Furthermore, after an IP address is obtained, establishing authority for an "http" URI is vulnerable to attacks on Internet Protocol routing.
The "https" scheme (Section 4.2.2) is intended to prevent (or at least reveal) many of these potential attacks on establishing authority, provided that the negotiated connection is secured and the client properly verifies that the communicating server's identity matches the target URI's authority component (Section 4.3.4).

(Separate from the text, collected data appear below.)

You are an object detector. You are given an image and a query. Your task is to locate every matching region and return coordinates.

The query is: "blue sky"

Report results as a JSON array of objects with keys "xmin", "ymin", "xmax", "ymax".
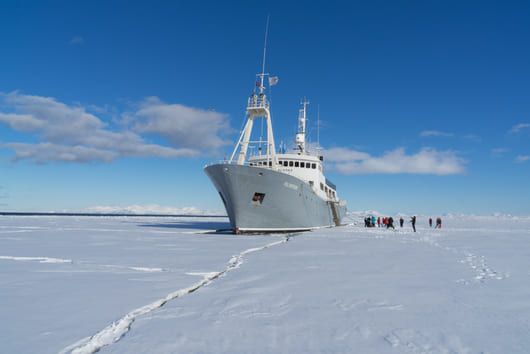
[{"xmin": 1, "ymin": 0, "xmax": 529, "ymax": 214}]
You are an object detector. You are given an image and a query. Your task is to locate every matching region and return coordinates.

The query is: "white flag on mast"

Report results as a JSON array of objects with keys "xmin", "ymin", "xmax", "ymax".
[{"xmin": 268, "ymin": 76, "xmax": 279, "ymax": 86}]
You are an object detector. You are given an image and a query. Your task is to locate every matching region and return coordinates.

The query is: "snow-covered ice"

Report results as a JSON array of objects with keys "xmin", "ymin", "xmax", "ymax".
[{"xmin": 1, "ymin": 214, "xmax": 530, "ymax": 353}]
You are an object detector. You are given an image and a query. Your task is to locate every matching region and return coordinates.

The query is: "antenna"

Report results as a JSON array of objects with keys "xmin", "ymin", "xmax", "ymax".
[
  {"xmin": 259, "ymin": 15, "xmax": 270, "ymax": 93},
  {"xmin": 317, "ymin": 104, "xmax": 320, "ymax": 148}
]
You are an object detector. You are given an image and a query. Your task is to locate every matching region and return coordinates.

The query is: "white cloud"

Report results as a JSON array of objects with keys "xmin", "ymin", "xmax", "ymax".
[
  {"xmin": 515, "ymin": 155, "xmax": 530, "ymax": 163},
  {"xmin": 0, "ymin": 92, "xmax": 230, "ymax": 163},
  {"xmin": 491, "ymin": 147, "xmax": 510, "ymax": 157},
  {"xmin": 462, "ymin": 134, "xmax": 481, "ymax": 142},
  {"xmin": 130, "ymin": 97, "xmax": 231, "ymax": 150},
  {"xmin": 324, "ymin": 147, "xmax": 466, "ymax": 175},
  {"xmin": 510, "ymin": 123, "xmax": 530, "ymax": 134},
  {"xmin": 323, "ymin": 147, "xmax": 371, "ymax": 162},
  {"xmin": 419, "ymin": 130, "xmax": 454, "ymax": 138},
  {"xmin": 3, "ymin": 142, "xmax": 117, "ymax": 163},
  {"xmin": 69, "ymin": 36, "xmax": 84, "ymax": 45},
  {"xmin": 85, "ymin": 204, "xmax": 213, "ymax": 215},
  {"xmin": 0, "ymin": 113, "xmax": 45, "ymax": 131}
]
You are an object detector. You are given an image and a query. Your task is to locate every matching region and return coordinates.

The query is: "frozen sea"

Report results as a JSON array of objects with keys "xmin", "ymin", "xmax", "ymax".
[{"xmin": 1, "ymin": 214, "xmax": 530, "ymax": 354}]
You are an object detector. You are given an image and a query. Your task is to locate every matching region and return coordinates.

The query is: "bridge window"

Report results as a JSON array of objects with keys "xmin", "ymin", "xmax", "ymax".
[
  {"xmin": 312, "ymin": 163, "xmax": 316, "ymax": 169},
  {"xmin": 284, "ymin": 161, "xmax": 288, "ymax": 167},
  {"xmin": 300, "ymin": 162, "xmax": 305, "ymax": 168},
  {"xmin": 320, "ymin": 183, "xmax": 324, "ymax": 191},
  {"xmin": 295, "ymin": 161, "xmax": 299, "ymax": 167},
  {"xmin": 306, "ymin": 163, "xmax": 310, "ymax": 169},
  {"xmin": 289, "ymin": 161, "xmax": 293, "ymax": 167}
]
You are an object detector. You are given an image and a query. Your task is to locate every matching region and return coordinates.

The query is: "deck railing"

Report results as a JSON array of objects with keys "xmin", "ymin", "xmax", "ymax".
[{"xmin": 247, "ymin": 96, "xmax": 269, "ymax": 109}]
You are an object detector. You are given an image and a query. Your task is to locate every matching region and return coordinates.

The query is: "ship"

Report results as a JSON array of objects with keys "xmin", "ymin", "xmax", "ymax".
[{"xmin": 204, "ymin": 67, "xmax": 347, "ymax": 233}]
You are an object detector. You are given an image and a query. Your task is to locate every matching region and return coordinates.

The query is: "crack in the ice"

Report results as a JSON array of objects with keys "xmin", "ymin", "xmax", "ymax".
[
  {"xmin": 0, "ymin": 255, "xmax": 73, "ymax": 264},
  {"xmin": 60, "ymin": 238, "xmax": 288, "ymax": 354}
]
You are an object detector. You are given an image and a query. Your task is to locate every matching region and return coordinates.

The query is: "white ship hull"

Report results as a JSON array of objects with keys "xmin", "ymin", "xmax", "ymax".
[{"xmin": 205, "ymin": 163, "xmax": 347, "ymax": 233}]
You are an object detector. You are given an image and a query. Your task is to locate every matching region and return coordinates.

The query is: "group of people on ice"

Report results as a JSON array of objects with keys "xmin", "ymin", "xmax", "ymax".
[
  {"xmin": 429, "ymin": 217, "xmax": 443, "ymax": 229},
  {"xmin": 363, "ymin": 215, "xmax": 442, "ymax": 232}
]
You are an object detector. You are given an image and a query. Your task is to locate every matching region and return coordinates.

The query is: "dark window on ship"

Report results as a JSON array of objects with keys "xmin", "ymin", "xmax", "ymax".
[
  {"xmin": 295, "ymin": 161, "xmax": 299, "ymax": 167},
  {"xmin": 268, "ymin": 161, "xmax": 272, "ymax": 167},
  {"xmin": 252, "ymin": 192, "xmax": 266, "ymax": 204},
  {"xmin": 306, "ymin": 163, "xmax": 310, "ymax": 169},
  {"xmin": 311, "ymin": 163, "xmax": 316, "ymax": 169},
  {"xmin": 320, "ymin": 183, "xmax": 324, "ymax": 190},
  {"xmin": 283, "ymin": 161, "xmax": 288, "ymax": 167},
  {"xmin": 309, "ymin": 181, "xmax": 314, "ymax": 187},
  {"xmin": 289, "ymin": 161, "xmax": 293, "ymax": 167},
  {"xmin": 300, "ymin": 162, "xmax": 305, "ymax": 168}
]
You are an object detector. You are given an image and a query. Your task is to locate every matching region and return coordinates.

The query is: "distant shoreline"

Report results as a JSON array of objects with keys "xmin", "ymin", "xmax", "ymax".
[{"xmin": 0, "ymin": 212, "xmax": 227, "ymax": 218}]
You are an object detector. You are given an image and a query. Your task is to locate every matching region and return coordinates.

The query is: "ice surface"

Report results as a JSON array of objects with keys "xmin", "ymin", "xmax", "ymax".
[{"xmin": 1, "ymin": 214, "xmax": 530, "ymax": 353}]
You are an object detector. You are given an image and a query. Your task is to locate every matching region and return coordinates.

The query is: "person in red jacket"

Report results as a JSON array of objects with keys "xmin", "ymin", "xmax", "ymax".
[{"xmin": 377, "ymin": 217, "xmax": 381, "ymax": 227}]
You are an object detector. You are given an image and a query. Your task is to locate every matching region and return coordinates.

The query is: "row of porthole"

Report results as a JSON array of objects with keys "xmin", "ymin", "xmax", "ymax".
[{"xmin": 250, "ymin": 160, "xmax": 318, "ymax": 169}]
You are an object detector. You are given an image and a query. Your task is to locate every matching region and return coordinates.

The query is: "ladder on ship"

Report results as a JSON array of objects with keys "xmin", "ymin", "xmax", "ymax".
[{"xmin": 328, "ymin": 201, "xmax": 341, "ymax": 226}]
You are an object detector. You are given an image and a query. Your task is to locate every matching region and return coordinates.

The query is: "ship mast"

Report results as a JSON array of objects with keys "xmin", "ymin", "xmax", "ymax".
[
  {"xmin": 229, "ymin": 17, "xmax": 277, "ymax": 169},
  {"xmin": 296, "ymin": 99, "xmax": 309, "ymax": 154}
]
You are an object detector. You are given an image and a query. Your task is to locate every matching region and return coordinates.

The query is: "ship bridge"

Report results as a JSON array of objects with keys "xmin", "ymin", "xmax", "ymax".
[{"xmin": 248, "ymin": 152, "xmax": 338, "ymax": 201}]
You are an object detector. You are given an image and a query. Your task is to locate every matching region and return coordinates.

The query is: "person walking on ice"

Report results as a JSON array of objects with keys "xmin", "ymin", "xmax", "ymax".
[
  {"xmin": 435, "ymin": 217, "xmax": 442, "ymax": 229},
  {"xmin": 411, "ymin": 216, "xmax": 417, "ymax": 232},
  {"xmin": 387, "ymin": 216, "xmax": 395, "ymax": 229},
  {"xmin": 399, "ymin": 217, "xmax": 404, "ymax": 228}
]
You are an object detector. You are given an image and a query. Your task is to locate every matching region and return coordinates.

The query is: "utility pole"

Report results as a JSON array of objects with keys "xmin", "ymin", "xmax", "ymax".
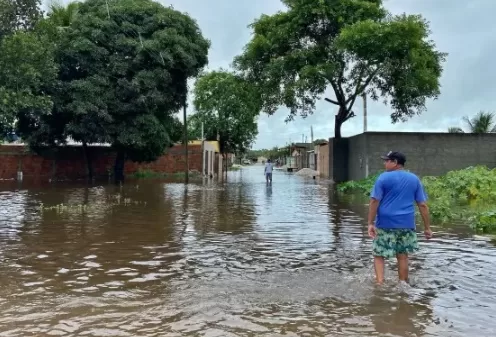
[
  {"xmin": 363, "ymin": 92, "xmax": 369, "ymax": 177},
  {"xmin": 201, "ymin": 122, "xmax": 204, "ymax": 175},
  {"xmin": 183, "ymin": 86, "xmax": 189, "ymax": 184},
  {"xmin": 363, "ymin": 92, "xmax": 367, "ymax": 132}
]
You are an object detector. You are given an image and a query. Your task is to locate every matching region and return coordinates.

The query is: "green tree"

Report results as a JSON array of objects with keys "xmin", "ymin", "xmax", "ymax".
[
  {"xmin": 0, "ymin": 0, "xmax": 53, "ymax": 141},
  {"xmin": 46, "ymin": 1, "xmax": 80, "ymax": 28},
  {"xmin": 448, "ymin": 111, "xmax": 496, "ymax": 134},
  {"xmin": 192, "ymin": 70, "xmax": 260, "ymax": 167},
  {"xmin": 447, "ymin": 127, "xmax": 463, "ymax": 134},
  {"xmin": 0, "ymin": 31, "xmax": 57, "ymax": 139},
  {"xmin": 24, "ymin": 0, "xmax": 209, "ymax": 182},
  {"xmin": 234, "ymin": 0, "xmax": 447, "ymax": 139},
  {"xmin": 167, "ymin": 115, "xmax": 185, "ymax": 144},
  {"xmin": 0, "ymin": 0, "xmax": 43, "ymax": 38},
  {"xmin": 313, "ymin": 138, "xmax": 328, "ymax": 145},
  {"xmin": 15, "ymin": 1, "xmax": 94, "ymax": 176}
]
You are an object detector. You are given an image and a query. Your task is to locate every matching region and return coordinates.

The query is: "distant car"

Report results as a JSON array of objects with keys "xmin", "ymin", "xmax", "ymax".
[{"xmin": 242, "ymin": 159, "xmax": 251, "ymax": 165}]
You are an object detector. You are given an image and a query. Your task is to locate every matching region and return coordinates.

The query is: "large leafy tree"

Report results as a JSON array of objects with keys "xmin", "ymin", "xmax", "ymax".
[
  {"xmin": 23, "ymin": 0, "xmax": 209, "ymax": 182},
  {"xmin": 0, "ymin": 0, "xmax": 43, "ymax": 38},
  {"xmin": 192, "ymin": 70, "xmax": 260, "ymax": 162},
  {"xmin": 0, "ymin": 0, "xmax": 57, "ymax": 141},
  {"xmin": 16, "ymin": 1, "xmax": 97, "ymax": 176},
  {"xmin": 234, "ymin": 0, "xmax": 447, "ymax": 138},
  {"xmin": 1, "ymin": 32, "xmax": 58, "ymax": 139},
  {"xmin": 448, "ymin": 111, "xmax": 496, "ymax": 134}
]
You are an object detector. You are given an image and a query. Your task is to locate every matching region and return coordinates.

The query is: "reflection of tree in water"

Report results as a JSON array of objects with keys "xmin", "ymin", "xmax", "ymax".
[
  {"xmin": 214, "ymin": 183, "xmax": 257, "ymax": 233},
  {"xmin": 15, "ymin": 181, "xmax": 181, "ymax": 285},
  {"xmin": 184, "ymin": 180, "xmax": 257, "ymax": 235},
  {"xmin": 328, "ymin": 187, "xmax": 342, "ymax": 245},
  {"xmin": 186, "ymin": 180, "xmax": 219, "ymax": 237}
]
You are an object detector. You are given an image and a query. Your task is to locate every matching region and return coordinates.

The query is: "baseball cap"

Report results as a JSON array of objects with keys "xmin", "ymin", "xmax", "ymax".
[{"xmin": 380, "ymin": 151, "xmax": 406, "ymax": 165}]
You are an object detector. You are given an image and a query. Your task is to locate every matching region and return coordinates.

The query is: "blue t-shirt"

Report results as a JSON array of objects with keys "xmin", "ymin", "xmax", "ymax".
[{"xmin": 370, "ymin": 170, "xmax": 427, "ymax": 230}]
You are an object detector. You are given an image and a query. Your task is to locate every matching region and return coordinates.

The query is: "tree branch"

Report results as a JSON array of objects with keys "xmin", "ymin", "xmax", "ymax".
[
  {"xmin": 324, "ymin": 97, "xmax": 339, "ymax": 105},
  {"xmin": 329, "ymin": 79, "xmax": 345, "ymax": 105},
  {"xmin": 343, "ymin": 110, "xmax": 356, "ymax": 122},
  {"xmin": 345, "ymin": 66, "xmax": 366, "ymax": 109},
  {"xmin": 346, "ymin": 67, "xmax": 380, "ymax": 111},
  {"xmin": 336, "ymin": 58, "xmax": 347, "ymax": 103}
]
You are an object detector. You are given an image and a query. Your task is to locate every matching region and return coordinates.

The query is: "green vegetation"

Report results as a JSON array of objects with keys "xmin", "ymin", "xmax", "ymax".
[
  {"xmin": 246, "ymin": 146, "xmax": 289, "ymax": 161},
  {"xmin": 448, "ymin": 111, "xmax": 496, "ymax": 134},
  {"xmin": 338, "ymin": 166, "xmax": 496, "ymax": 234},
  {"xmin": 131, "ymin": 169, "xmax": 201, "ymax": 179},
  {"xmin": 39, "ymin": 194, "xmax": 148, "ymax": 214},
  {"xmin": 1, "ymin": 0, "xmax": 209, "ymax": 183},
  {"xmin": 234, "ymin": 0, "xmax": 446, "ymax": 138},
  {"xmin": 190, "ymin": 70, "xmax": 260, "ymax": 157}
]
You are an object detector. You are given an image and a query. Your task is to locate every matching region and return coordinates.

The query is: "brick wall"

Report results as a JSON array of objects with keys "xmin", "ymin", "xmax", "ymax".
[
  {"xmin": 0, "ymin": 144, "xmax": 203, "ymax": 180},
  {"xmin": 342, "ymin": 132, "xmax": 496, "ymax": 181}
]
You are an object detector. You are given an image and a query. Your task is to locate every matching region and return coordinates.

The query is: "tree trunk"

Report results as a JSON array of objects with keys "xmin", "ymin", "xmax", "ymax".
[
  {"xmin": 82, "ymin": 141, "xmax": 94, "ymax": 181},
  {"xmin": 334, "ymin": 106, "xmax": 351, "ymax": 139},
  {"xmin": 334, "ymin": 115, "xmax": 343, "ymax": 139},
  {"xmin": 114, "ymin": 151, "xmax": 125, "ymax": 184}
]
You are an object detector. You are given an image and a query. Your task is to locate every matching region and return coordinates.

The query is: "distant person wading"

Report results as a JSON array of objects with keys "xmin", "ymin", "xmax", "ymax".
[
  {"xmin": 264, "ymin": 159, "xmax": 273, "ymax": 185},
  {"xmin": 367, "ymin": 151, "xmax": 433, "ymax": 284}
]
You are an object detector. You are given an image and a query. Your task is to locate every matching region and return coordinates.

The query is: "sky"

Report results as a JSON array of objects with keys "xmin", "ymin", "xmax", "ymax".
[{"xmin": 54, "ymin": 0, "xmax": 496, "ymax": 149}]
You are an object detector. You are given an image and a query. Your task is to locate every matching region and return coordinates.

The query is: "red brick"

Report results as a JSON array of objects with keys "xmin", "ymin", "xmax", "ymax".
[{"xmin": 0, "ymin": 144, "xmax": 203, "ymax": 179}]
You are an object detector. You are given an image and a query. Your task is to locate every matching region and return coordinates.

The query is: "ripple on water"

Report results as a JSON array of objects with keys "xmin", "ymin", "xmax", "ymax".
[{"xmin": 0, "ymin": 171, "xmax": 495, "ymax": 336}]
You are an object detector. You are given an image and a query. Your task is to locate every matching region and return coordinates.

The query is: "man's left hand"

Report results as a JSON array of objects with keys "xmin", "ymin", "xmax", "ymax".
[{"xmin": 368, "ymin": 224, "xmax": 377, "ymax": 238}]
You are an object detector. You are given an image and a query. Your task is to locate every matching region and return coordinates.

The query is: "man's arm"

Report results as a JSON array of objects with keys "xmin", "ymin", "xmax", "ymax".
[
  {"xmin": 368, "ymin": 178, "xmax": 383, "ymax": 225},
  {"xmin": 368, "ymin": 198, "xmax": 380, "ymax": 225},
  {"xmin": 367, "ymin": 177, "xmax": 383, "ymax": 237},
  {"xmin": 417, "ymin": 201, "xmax": 431, "ymax": 230},
  {"xmin": 415, "ymin": 179, "xmax": 432, "ymax": 238}
]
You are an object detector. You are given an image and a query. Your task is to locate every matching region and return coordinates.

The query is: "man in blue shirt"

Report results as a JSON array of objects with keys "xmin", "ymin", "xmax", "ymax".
[
  {"xmin": 264, "ymin": 159, "xmax": 273, "ymax": 185},
  {"xmin": 368, "ymin": 151, "xmax": 432, "ymax": 284}
]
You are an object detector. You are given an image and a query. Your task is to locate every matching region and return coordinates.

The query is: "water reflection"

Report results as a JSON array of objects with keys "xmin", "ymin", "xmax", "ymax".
[
  {"xmin": 0, "ymin": 166, "xmax": 494, "ymax": 336},
  {"xmin": 368, "ymin": 287, "xmax": 434, "ymax": 337}
]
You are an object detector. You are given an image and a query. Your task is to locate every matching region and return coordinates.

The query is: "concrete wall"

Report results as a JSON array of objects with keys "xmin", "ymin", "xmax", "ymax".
[
  {"xmin": 203, "ymin": 141, "xmax": 216, "ymax": 177},
  {"xmin": 0, "ymin": 144, "xmax": 204, "ymax": 180},
  {"xmin": 345, "ymin": 132, "xmax": 496, "ymax": 180}
]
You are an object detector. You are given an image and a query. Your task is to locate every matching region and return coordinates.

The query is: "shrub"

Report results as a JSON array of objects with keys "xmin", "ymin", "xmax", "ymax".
[{"xmin": 337, "ymin": 166, "xmax": 496, "ymax": 233}]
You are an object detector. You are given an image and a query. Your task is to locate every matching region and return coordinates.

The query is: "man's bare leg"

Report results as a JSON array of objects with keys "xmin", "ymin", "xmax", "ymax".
[
  {"xmin": 396, "ymin": 253, "xmax": 409, "ymax": 282},
  {"xmin": 374, "ymin": 256, "xmax": 385, "ymax": 284}
]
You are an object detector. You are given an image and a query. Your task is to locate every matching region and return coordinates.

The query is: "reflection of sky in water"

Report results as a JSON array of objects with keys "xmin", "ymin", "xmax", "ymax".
[
  {"xmin": 244, "ymin": 168, "xmax": 334, "ymax": 247},
  {"xmin": 0, "ymin": 190, "xmax": 34, "ymax": 241}
]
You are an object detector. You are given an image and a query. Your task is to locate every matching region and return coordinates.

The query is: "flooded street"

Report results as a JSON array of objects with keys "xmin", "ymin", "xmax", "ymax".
[{"xmin": 0, "ymin": 166, "xmax": 495, "ymax": 336}]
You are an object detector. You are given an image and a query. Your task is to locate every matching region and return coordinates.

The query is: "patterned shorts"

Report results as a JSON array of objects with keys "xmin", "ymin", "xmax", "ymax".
[{"xmin": 373, "ymin": 228, "xmax": 419, "ymax": 258}]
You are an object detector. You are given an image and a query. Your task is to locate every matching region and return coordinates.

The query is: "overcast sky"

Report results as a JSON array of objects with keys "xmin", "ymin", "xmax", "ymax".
[{"xmin": 55, "ymin": 0, "xmax": 496, "ymax": 149}]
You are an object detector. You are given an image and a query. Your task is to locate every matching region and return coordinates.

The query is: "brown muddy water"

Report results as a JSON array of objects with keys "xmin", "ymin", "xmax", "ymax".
[{"xmin": 0, "ymin": 166, "xmax": 495, "ymax": 336}]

Correctly implementing such verification can be difficult (see [Georgiev]).
Authority for a given origin server can be delegated through protocol extensions; for example, [ALTSVC]. Likewise, the set of servers for which a connection is considered authoritative can be changed with a protocol extension like [RFC8336].
Providing a response from a non-authoritative source, such as a shared proxy cache, is often useful to improve performance and availability, but only to the extent that the source can be trusted or the distrusted response can be safely used.
Unfortunately, communicating authority to users can be difficult. For example, "phishing" is an attack on the user's perception of authority, where that perception can be misled by presenting similar branding in hypertext, possibly aided by userinfo obfuscating the authority component (see Section 4.2.1). User agents can reduce the impact of phishing attacks by enabling users to easily inspect a target URI prior to making an action, by prominently distinguishing (or rejecting) userinfo when present, and by not sending stored credentials and cookies when the referring document is from an unknown or untrusted source.
17.2. Risks of Intermediaries
HTTP intermediaries are inherently situated for on-path attacks. Compromise of the systems on which the intermediaries run can result in serious security and privacy problems. Intermediaries might have access to security-related information, personal information about individual users and organizations, and proprietary information belonging to users and content providers. A compromised intermediary, or an intermediary implemented or configured without regard to security and privacy considerations, might be used in the commission of a wide range of potential attacks.
Intermediaries that contain a shared cache are especially vulnerable to cache poisoning attacks, as described in Section 7 of [CACHING].
Implementers need to consider the privacy and security implications of their design and coding decisions, and of the configuration options they provide to operators (especially the default configuration).
Intermediaries are no more trustworthy than the people and policies under which they operate; HTTP cannot solve this problem.
17.3. Attacks Based on File and Path Names
Origin servers frequently make use of their local file system to manage the mapping from target URI to resource representations. Most file systems are not designed to protect against malicious file or path names. Therefore, an origin server needs to avoid accessing names that have a special significance to the system when mapping the target resource to files, folders, or directories.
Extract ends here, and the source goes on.